Alles ist gut! Weniger ist mehr! Und wozu überhaupt Weizen?

Der Kult um eine ganz natürliche Sache, und was er anrichtet…

In Zeiten, in denen frisches Trinkwasser und Nahrung am einen Ende der Welt immer weniger werden, wird der Wahn um die einzig richtige, wahre Ernährung hier im Westen immer größer. Wie nach dem heiligen Gral sucht man nach der Ernährungsweise, die glücklich, strahlend, gesund und vor allem schlank macht.

Dabei wandeln sich die Trends so schnell, dass man als unschuldiger Endnutzer oft gar nicht weiß, wie einem geschieht. Gerade hat man noch vom grünen Smoothie (woher eigentlich die Glorifizierung einer Farbe?) als Wunderwaffe gelesen, schon wird einem am nächsten Tag von der TCM-Ärztin das genaue Gegenteil erklärt.

Ist frisches Obst und Gemüse denn nun wundersamer Vitaminlieferant oder doch nur unnützer Ballast für unseren geschundenen Magen? Was man auch isst, irgendeine Lehre wird es schon geben, die einem eben genau das vorwirft.

Gerade dieser Trend hat es für viele unmöglich gemacht auf ihr eigenes Bauchgefühl zu hören. Frei nach dem Motto: “Salat muss mir einfach gut tun, sonst wären nicht überall lachende Salat-essende Frauen abgebildet!“

„Vergiss deinen Hausarzt! Heil dich selbst mit Salbeitee und Vollkornreis! Und wenn das nicht hilft, und der Bauch immer noch zwickt, machst du etwas falsch und bist selbst schuld!“

Natürlich ist der Ansatz „Falsche Ernährung macht krank“ weder falsch noch neu (auch nicht für die Schulmedizin). Es ist nur hier genauso wie immer, wenn es um den menschlichen Organismus geht:

„Es kommt darauf an!“ Man kann Milchprodukte nicht pauschal kritisieren – für jemanden mit Laktoseintoleranz sind sie tatsächlich eine Katstrophe. Wer gerne vegan leben und Fleischersatzprodukte essen möchte, ist dazu herzlich eingeladen – solang er die Sojaprodukte verträgt und die Unkenrufe seiner Mitmenschen („Warum ist du dann nicht gleich richtiges Fleisch?! Das ist viel gesünder!“) erträgt. „Essen nach 18:00?!“ … eine Todsünde wenn es nach Ernährungscoachs, gleichwohl Models geht, doch ist es schwierig – muss man immerhin zuerst auf den Bauernmarkt das viele Biogemüse kaufen gehen und erstmal 90 Minuten Yoga praktizieren, bevor es ans Schnippeln und Kochen geht. Ebenso nicht das Vorkochen fürs Büro vergessen, wobei sitzende Tätigkeiten ohnehin das Schlimmste sind.
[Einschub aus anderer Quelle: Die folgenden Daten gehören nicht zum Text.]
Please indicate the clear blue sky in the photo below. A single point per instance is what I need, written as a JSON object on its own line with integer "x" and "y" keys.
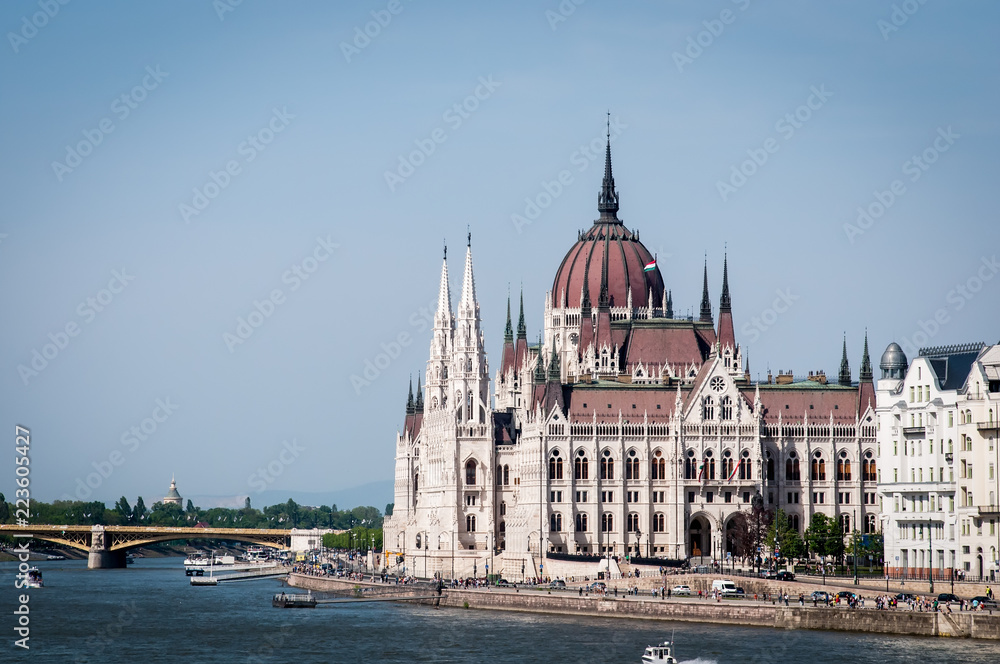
{"x": 330, "y": 121}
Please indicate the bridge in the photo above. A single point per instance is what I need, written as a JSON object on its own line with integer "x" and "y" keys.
{"x": 106, "y": 545}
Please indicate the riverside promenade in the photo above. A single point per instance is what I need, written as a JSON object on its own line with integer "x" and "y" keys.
{"x": 729, "y": 611}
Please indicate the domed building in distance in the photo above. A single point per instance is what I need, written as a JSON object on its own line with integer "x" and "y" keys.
{"x": 625, "y": 430}
{"x": 173, "y": 497}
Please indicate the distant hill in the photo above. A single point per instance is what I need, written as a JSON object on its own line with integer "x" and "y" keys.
{"x": 374, "y": 494}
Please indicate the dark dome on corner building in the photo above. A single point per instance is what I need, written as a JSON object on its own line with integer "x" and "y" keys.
{"x": 893, "y": 363}
{"x": 607, "y": 251}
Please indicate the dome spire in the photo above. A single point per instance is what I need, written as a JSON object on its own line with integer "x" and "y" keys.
{"x": 607, "y": 200}
{"x": 522, "y": 330}
{"x": 706, "y": 304}
{"x": 845, "y": 368}
{"x": 866, "y": 363}
{"x": 508, "y": 333}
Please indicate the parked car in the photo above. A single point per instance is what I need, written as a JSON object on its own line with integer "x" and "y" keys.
{"x": 984, "y": 601}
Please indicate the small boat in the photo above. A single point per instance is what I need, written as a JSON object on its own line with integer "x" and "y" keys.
{"x": 662, "y": 653}
{"x": 283, "y": 601}
{"x": 33, "y": 578}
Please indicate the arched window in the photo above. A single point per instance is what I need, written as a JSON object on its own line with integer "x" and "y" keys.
{"x": 708, "y": 408}
{"x": 868, "y": 468}
{"x": 690, "y": 466}
{"x": 555, "y": 466}
{"x": 658, "y": 523}
{"x": 658, "y": 467}
{"x": 818, "y": 468}
{"x": 726, "y": 408}
{"x": 632, "y": 466}
{"x": 727, "y": 465}
{"x": 607, "y": 522}
{"x": 633, "y": 522}
{"x": 607, "y": 466}
{"x": 870, "y": 522}
{"x": 792, "y": 468}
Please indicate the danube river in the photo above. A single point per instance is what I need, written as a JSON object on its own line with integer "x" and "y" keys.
{"x": 149, "y": 613}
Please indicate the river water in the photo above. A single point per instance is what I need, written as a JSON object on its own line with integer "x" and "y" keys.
{"x": 150, "y": 613}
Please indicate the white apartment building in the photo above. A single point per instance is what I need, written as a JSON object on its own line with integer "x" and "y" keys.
{"x": 933, "y": 419}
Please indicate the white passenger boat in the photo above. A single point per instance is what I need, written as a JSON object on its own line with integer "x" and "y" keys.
{"x": 662, "y": 653}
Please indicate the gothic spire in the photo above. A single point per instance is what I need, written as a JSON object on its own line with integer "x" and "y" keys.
{"x": 845, "y": 368}
{"x": 866, "y": 364}
{"x": 444, "y": 293}
{"x": 508, "y": 333}
{"x": 468, "y": 301}
{"x": 554, "y": 371}
{"x": 706, "y": 304}
{"x": 607, "y": 200}
{"x": 522, "y": 331}
{"x": 725, "y": 304}
{"x": 540, "y": 365}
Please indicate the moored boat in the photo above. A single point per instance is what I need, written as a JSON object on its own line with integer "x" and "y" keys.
{"x": 662, "y": 653}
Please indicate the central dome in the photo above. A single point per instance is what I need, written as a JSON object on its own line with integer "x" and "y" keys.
{"x": 607, "y": 255}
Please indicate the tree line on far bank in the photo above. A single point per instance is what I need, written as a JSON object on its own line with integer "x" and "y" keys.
{"x": 281, "y": 516}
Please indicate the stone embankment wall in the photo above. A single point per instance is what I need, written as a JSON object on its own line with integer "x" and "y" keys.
{"x": 741, "y": 612}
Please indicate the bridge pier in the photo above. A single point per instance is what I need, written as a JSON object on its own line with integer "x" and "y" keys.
{"x": 106, "y": 559}
{"x": 100, "y": 557}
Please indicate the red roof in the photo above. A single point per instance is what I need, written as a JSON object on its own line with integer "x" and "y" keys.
{"x": 627, "y": 258}
{"x": 656, "y": 403}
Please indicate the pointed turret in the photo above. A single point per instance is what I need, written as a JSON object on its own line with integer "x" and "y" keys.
{"x": 845, "y": 368}
{"x": 607, "y": 200}
{"x": 866, "y": 388}
{"x": 727, "y": 335}
{"x": 554, "y": 369}
{"x": 706, "y": 304}
{"x": 508, "y": 332}
{"x": 522, "y": 331}
{"x": 866, "y": 363}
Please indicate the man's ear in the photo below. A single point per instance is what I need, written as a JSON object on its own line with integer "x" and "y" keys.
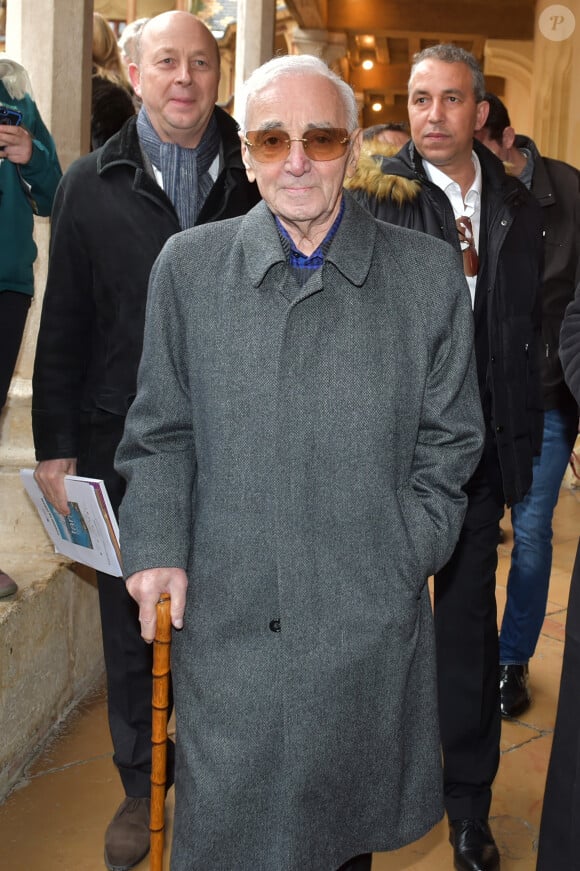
{"x": 135, "y": 78}
{"x": 246, "y": 158}
{"x": 508, "y": 137}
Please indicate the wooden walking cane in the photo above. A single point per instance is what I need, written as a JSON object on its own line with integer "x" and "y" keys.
{"x": 161, "y": 671}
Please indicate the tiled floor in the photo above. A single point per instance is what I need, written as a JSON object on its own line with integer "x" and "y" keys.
{"x": 56, "y": 819}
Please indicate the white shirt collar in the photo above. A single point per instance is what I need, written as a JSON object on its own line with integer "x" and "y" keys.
{"x": 450, "y": 187}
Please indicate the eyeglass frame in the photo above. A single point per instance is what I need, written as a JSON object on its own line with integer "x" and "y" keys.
{"x": 346, "y": 139}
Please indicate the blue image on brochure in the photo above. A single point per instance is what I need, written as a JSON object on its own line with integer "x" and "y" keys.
{"x": 72, "y": 527}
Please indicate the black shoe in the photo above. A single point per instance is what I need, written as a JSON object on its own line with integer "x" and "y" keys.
{"x": 473, "y": 846}
{"x": 514, "y": 692}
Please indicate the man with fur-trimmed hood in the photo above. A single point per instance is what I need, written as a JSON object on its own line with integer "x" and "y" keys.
{"x": 447, "y": 185}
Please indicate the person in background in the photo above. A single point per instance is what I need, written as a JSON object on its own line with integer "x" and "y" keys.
{"x": 176, "y": 164}
{"x": 29, "y": 175}
{"x": 559, "y": 843}
{"x": 446, "y": 184}
{"x": 556, "y": 186}
{"x": 306, "y": 415}
{"x": 112, "y": 96}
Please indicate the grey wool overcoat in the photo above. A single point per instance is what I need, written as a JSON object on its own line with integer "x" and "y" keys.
{"x": 301, "y": 453}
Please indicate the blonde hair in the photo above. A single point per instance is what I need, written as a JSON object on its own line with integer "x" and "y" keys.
{"x": 107, "y": 61}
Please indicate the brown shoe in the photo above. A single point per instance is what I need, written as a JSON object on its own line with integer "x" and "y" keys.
{"x": 7, "y": 586}
{"x": 127, "y": 836}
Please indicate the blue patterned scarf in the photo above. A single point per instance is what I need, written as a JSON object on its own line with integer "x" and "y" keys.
{"x": 186, "y": 179}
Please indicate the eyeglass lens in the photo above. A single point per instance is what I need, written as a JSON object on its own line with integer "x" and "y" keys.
{"x": 324, "y": 143}
{"x": 467, "y": 243}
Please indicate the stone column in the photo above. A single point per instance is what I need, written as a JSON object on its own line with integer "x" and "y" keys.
{"x": 52, "y": 40}
{"x": 256, "y": 20}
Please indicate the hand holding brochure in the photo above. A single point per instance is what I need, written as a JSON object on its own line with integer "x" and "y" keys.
{"x": 89, "y": 534}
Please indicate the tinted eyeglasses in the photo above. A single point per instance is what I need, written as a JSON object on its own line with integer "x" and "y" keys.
{"x": 320, "y": 143}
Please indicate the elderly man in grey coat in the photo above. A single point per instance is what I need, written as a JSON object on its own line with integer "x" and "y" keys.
{"x": 306, "y": 416}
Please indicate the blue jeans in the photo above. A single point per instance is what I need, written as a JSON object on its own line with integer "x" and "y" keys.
{"x": 529, "y": 575}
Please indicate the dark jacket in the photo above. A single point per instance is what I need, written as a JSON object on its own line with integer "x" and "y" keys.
{"x": 556, "y": 186}
{"x": 110, "y": 221}
{"x": 25, "y": 190}
{"x": 507, "y": 306}
{"x": 570, "y": 345}
{"x": 111, "y": 106}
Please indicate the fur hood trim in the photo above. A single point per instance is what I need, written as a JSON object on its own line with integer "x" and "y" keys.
{"x": 370, "y": 178}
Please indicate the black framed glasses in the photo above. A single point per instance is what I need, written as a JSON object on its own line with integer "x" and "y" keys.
{"x": 320, "y": 143}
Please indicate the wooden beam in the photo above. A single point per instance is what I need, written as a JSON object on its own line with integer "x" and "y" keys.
{"x": 493, "y": 19}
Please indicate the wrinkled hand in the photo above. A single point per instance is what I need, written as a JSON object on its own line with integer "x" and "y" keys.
{"x": 15, "y": 144}
{"x": 49, "y": 475}
{"x": 146, "y": 588}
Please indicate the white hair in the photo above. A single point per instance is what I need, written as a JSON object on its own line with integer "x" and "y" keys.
{"x": 294, "y": 65}
{"x": 14, "y": 78}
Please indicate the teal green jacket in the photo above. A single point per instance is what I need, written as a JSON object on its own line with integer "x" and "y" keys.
{"x": 25, "y": 190}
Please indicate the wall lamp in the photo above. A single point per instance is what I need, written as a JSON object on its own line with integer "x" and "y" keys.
{"x": 367, "y": 59}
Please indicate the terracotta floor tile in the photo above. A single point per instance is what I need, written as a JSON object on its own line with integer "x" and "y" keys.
{"x": 56, "y": 819}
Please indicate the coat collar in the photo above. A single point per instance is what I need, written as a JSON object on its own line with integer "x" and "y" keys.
{"x": 542, "y": 187}
{"x": 351, "y": 251}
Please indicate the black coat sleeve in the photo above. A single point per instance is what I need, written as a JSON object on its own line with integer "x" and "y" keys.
{"x": 570, "y": 345}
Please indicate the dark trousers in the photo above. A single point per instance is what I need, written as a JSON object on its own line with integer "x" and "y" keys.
{"x": 468, "y": 650}
{"x": 559, "y": 846}
{"x": 128, "y": 659}
{"x": 13, "y": 311}
{"x": 359, "y": 863}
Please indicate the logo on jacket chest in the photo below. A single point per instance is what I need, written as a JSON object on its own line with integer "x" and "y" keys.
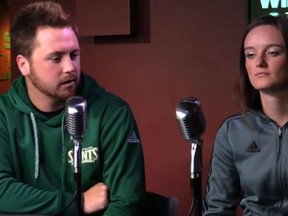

Alles irgendwie ein bisschen viel verlangt und vielleicht auch gar nicht nötig. Immerhin haben Menschen jahrtausendelang ohne diese Doktrine gelebt, sie sind selbstverständlich nicht so alt geworden wie wir heute und hatten mit Mangelerscheinungen zu kämpfen, doch die Neuzeit hat die Probleme gar ein bisschen andere Extrem gelenkt. Statt Mangel, „leiden“ wir unter dem Wohlstand und dem Überangebot.

Am Ende des Tages kommt es darauf an, bedacht und mit Freude zu essen. Und zwar die Lebensmittel zu sich zu nehmen, die einem gut tun – oder eigentlich viel mehr – nicht schlecht tun! Weniger Manie, mehr Ruhe. Wer nicht pausenlos darüber nachdenkt, was er wann essen soll/muss/darf oder sich unzulänglich fühlt, der wird am Ende auch wengier Beschwerden haben.